On Monday I spent some time on the 3rd floor of USF’s library in the stack BF. Good Ol’ BF is home to the books the Lib. Of Congress categorizes under the term “Spiritualism,” among others. If you have not heard, let me remind you, I am playing around with 19th Century Spiritualism for my dissertation. I plowed through a number of books and found some possible primary source book length documents as well. All in all it was a great and productive day in the world of note taking and argument hunting. One book in particular included thought provoking quotes that lead me down a fun path of thinking about Public historians as Mediums.

spiritulist photo

This is what I look like in my office. Surrounded by faint images of dead people and dresses in 19thc attire.

In 1989 Beacon Press, of Boston, published Ann Braude’s book Radical Spirits: Spiritualism and Women’s Rights in 19th century America. The book argues that Spiritualism gave women the power and voice to become radical at the TOT2C. It opens “A historians is a lot like a spirit medium: one’s goal is to allow the dead to speak as clearly as possible.”[1] That quote struck me and sold me, as it aligns with thoughts I have been rolling around, but had been unable pin.
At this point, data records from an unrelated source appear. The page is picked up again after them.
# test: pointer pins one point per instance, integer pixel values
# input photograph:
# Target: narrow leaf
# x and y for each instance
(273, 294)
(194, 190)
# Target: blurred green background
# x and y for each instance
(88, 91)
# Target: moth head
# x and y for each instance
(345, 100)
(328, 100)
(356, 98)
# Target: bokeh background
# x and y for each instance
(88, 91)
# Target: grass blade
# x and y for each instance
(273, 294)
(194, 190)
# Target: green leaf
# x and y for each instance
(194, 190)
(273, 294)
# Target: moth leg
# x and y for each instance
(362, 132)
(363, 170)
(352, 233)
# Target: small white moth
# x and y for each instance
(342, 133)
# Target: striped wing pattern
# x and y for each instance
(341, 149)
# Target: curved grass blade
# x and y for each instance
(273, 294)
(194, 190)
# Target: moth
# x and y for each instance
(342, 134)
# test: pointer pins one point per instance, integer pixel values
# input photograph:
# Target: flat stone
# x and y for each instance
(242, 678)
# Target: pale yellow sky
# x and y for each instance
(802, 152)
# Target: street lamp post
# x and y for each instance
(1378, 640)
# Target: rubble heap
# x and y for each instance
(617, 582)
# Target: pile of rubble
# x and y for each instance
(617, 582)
Historians ARE a lot like mediums. Especially public historians, they speak the language of the people and listen carefully to, or are themselves, (this is where the simile sputters a bit, as most mediums are alive while the ones they speak to are dead) historians. If we understand historians as outlets from which the public gains access, understanding and evaluation of the past from, how can they not them mediums? It is fair to say that any professional acts as a medium to the public, but historians are the ones who speak for the past. And that is an important point to make.

Braude further kindled my though fire when explaining how Spiritualism offered women a legitimacy, a voice from which to speak authoritatively and a comfort. Eric Hobsbawn argues a useful point when addressing the functions of custom, in comparison to “invited traditions.” His definition can be easily applied to the kinds of histories consumed by the public; custom he explains is “a village’s claim to some common land or right ‘by custom from the time immemorial.”[2] Hobsbawn says that this custom, which encompasses tradition in traditional societies, gives “any desired change (or resistance or innovation) the sanction of precedence {authority/legitimacy}, social continuity and natural law as expressed in history {comfort/authority}.”[3] In the case of women using Spiritualism for these ends, it was not so much their ability to speak to the dead, but that they could speak for the past. They were able to communicate with people from respected past to “sanction” precedence. (It also taught them a lot about public speaking…)

So we have:Historians are like Mediums and Public History is like Spiritualism.